Après avoir élagué et déraciné la forêt pour cultiver ou pour éloigner les prédateurs de son jardin, on la replante pour l’associer aux cultures. Zoom sur une nouvelle vague.

Moudre de la farine de glands ou préparer une salade de feuilles de tilleul, ce sont des plaisirs que peut offrir une forêt-jardin (ou un jardin-forêt) aux descendants des chasseurs-cueilleurs que nous sommes qui avons tout oublié de la générosité des arbres. Grâce à une bible que vient de consacrer le Britannique Martin Crawford à ce sujet, il n’est pas trop tard pour en réapprendre les bases.

Après nous avoir séduit avec les mixed borders – ces jardins de vivaces aux airs faussement sauvages –, et récemment avec la permaculture (permanent agriculture), les Britanniques invitent cette fois à transformer le plus petit jardin des climats tempérés en forêt nourricière. « Dans l’évolution des jardins, la forêt reprend sa place, l’agroforesterie, c’est une tendance forte », constate Sylvie Ligny, cofondatrice de Garden_Lab, une jeune revue qui observe les tendances végétales d’aujourd’hui et de demain. « En Europe, notre milieu naturel, ce n’est ni le pré, ni le champ, c’est la forêt.
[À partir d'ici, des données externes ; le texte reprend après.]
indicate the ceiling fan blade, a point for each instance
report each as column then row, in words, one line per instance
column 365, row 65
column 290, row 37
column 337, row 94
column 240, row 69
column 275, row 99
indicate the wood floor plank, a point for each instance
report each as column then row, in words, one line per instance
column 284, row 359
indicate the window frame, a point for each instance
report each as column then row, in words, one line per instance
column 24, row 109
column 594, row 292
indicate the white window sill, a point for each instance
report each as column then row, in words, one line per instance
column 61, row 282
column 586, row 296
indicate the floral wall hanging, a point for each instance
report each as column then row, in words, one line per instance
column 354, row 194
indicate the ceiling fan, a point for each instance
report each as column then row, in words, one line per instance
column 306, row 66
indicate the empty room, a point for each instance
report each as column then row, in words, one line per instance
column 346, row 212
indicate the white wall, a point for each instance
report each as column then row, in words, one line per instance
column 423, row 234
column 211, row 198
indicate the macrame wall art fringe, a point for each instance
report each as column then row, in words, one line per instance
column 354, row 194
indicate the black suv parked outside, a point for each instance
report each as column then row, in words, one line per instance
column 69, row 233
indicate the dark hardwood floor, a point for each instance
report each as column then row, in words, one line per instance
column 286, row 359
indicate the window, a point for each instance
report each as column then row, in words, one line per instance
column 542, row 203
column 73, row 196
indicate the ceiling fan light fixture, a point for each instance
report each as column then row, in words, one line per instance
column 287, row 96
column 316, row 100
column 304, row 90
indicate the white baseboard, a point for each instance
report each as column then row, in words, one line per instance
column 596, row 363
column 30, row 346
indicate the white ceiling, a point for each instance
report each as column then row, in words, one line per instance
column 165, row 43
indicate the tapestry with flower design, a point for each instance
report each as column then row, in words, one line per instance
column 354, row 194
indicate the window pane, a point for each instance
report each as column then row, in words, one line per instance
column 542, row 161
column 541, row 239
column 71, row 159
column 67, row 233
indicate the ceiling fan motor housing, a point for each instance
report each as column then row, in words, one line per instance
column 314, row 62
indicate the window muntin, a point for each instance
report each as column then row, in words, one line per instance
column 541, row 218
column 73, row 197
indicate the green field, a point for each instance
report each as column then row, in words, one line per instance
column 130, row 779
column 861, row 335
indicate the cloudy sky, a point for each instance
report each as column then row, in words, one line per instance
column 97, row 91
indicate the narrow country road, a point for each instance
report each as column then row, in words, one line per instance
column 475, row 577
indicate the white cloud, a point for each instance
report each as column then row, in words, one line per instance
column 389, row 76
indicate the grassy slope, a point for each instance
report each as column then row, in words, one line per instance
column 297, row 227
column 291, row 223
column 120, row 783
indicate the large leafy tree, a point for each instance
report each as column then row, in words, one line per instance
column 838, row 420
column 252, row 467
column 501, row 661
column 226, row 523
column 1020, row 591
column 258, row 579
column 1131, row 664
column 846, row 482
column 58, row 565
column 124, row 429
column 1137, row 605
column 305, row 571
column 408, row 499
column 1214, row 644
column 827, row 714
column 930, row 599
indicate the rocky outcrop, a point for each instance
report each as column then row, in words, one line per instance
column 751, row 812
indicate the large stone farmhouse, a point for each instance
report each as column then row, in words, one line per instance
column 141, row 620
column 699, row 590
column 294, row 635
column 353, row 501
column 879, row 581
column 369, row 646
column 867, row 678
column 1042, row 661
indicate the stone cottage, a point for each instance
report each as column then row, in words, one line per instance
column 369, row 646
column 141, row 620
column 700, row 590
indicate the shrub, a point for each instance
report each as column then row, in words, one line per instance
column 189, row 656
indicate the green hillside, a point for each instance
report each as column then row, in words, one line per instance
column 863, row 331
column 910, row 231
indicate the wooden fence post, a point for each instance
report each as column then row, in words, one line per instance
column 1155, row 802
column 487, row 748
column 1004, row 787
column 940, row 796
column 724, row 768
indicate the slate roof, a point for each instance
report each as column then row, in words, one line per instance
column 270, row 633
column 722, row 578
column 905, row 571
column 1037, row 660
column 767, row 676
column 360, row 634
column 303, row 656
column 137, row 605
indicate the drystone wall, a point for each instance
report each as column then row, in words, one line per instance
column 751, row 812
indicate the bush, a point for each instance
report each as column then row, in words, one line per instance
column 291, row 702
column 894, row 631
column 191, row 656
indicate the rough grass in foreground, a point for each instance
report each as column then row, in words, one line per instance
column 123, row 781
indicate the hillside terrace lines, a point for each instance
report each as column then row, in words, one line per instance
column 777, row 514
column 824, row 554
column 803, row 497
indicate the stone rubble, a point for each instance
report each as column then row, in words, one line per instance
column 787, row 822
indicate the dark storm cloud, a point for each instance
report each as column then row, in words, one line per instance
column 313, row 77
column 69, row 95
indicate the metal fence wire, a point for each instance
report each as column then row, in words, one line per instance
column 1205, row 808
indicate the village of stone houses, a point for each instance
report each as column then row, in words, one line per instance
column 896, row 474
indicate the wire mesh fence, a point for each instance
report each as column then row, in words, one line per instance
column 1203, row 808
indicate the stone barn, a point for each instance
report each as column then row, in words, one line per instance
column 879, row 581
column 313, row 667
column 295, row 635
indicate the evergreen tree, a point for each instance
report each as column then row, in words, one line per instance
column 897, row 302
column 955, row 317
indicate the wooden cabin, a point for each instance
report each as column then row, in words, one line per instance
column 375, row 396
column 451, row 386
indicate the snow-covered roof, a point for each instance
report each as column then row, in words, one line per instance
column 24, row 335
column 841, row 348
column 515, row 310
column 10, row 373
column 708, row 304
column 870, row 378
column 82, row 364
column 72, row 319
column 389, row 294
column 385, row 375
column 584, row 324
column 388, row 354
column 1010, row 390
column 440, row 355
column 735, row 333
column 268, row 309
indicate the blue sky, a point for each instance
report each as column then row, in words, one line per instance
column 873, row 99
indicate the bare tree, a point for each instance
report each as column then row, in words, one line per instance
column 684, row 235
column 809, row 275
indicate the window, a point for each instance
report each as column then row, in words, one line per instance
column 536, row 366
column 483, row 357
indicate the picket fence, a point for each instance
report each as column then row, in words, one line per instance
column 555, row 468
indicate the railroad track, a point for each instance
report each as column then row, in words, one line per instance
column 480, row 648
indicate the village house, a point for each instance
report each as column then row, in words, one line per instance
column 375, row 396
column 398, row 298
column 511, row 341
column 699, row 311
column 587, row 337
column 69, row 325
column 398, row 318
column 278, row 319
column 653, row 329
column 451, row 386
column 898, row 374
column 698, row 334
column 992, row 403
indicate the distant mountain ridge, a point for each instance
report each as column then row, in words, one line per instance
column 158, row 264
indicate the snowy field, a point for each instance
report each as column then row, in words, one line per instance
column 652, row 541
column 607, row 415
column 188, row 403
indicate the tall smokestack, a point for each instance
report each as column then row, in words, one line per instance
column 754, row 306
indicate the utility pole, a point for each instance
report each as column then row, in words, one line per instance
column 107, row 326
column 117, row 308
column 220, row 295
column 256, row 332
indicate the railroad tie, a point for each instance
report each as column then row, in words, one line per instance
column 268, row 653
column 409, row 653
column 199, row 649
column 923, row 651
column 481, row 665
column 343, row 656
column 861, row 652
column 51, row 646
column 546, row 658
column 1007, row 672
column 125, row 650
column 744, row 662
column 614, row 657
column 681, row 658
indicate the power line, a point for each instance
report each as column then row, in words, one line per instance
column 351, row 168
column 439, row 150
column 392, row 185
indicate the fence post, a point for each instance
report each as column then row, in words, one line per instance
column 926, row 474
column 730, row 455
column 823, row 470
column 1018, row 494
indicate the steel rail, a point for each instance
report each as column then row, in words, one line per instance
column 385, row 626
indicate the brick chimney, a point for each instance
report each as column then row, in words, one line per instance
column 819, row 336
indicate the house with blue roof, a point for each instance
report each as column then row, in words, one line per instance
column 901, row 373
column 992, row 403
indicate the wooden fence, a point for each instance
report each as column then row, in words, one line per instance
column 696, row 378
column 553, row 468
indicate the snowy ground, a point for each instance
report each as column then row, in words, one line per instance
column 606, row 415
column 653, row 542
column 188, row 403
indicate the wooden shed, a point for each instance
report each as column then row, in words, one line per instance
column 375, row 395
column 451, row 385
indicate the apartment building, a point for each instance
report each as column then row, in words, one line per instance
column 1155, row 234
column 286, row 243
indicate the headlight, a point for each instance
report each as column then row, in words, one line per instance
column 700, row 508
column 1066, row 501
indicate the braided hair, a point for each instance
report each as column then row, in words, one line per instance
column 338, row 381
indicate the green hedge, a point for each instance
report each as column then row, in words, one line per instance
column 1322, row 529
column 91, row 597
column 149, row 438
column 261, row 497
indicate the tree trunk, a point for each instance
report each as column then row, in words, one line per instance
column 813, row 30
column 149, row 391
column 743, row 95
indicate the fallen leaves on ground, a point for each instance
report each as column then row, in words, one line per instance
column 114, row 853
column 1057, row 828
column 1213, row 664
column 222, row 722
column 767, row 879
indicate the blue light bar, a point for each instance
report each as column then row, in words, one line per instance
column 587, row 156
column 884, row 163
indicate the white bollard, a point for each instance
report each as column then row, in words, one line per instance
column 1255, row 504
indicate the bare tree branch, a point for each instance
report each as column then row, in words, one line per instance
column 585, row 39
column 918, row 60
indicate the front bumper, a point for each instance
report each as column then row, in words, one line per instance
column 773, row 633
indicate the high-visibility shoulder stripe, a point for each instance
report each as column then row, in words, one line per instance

Si on laisse pousser la végétation, c’est une forêt qui pousse. L’agroforesterie, c’est d’abord du jardinage en forêt et non une forêt que l’on déboise pour planter. » Au cours de ses voyages, cette globe-trotteuse a pu observer ce mode de culture associant différentes espèces, sous les tropiques, dans les jardins créoles et plus, près de chez nous…, en Belgique, au Jardin des fraternités ouvrières de Mouscron. Créé il y a 35 ans, sur 2 000 mètres carrés, ce jardin-forêt au rendement étonnant fait partie des pionniers.

Les bons mariages de plantes comestibles

Car, oui, nos climats tempérés se prêtent bien à ce mode de culture. C’est ce que cherche à démontrer La Forêt-jardin, signée du Britannique Martin Crawford, qui vient de paraître aux éditions Ulmer. Dans cet ouvrage sous-titré « Créer une forêt comestible en permaculture pour retrouver autonomie et abondance », son auteur, directeur de l’Agroforestery Research Trust, s’est largement inspiré des préceptes de son compatriote Robert Hart, le pionnier du jardin forestier cultivé en climat tempéré, pour planter sa propre forêt jardinée, chez lui, dans le Devon. Et la lecture de ce livre foisonnant de conseils et au répertoire de cinq cents végétaux, guidera les débutants dans les bons mariages de plantes comestibles pour optimiser l’espace.

Dans leur ferme du Bec Hellouin, dans l’Eure, Charles Hervé-Gruyer (qui cosigne la préface du livre) et son épouse Perrine expérimentent eux aussi depuis deux ans le principe jardin forestier, ils en cultivent même trois, de plus ou moins grande superficie. Et ils n’ont pas à se plaindre de la générosité de ces édens nourriciers, plantés sous le couvert d’arbres ou de grands arbustes étagés, de plantes grimpantes ou rampantes, à la densité équilibrée et optimisée comme dans un sous-bois, et qui rend la cueillette accessible.

Dans le troisième numéro de Garden_Lab, consacré à l’ombre et à la lumière, le botaniste Patrick Blanc, qui n’en finit pas d’explorer les forêts tropicales, partage ses passionnantes observations. Il indique ainsi que « l’ombre est un milieu extraordinaire où il n’y a pas de compétition. Au contraire, il y a une place pour tout le monde, pour chaque végétal. Chacun prend sa place sans gaspillage d’énergie, contrairement aux plantes en pleine lumière. »

Imiter la nature, jouer de l’ombre et la lumière, ombrager plutôt que raser, voilà le défi à relever, pour un jour se nourrir de nos jardins, sans avoir eu – et n’est-ce pas un atout majeur ? – à fournir d’efforts démesurés.

PAR MARIE-CHRISTINE MOROSI

La Forêt-jardin, de Martin Crawford (Ulmer).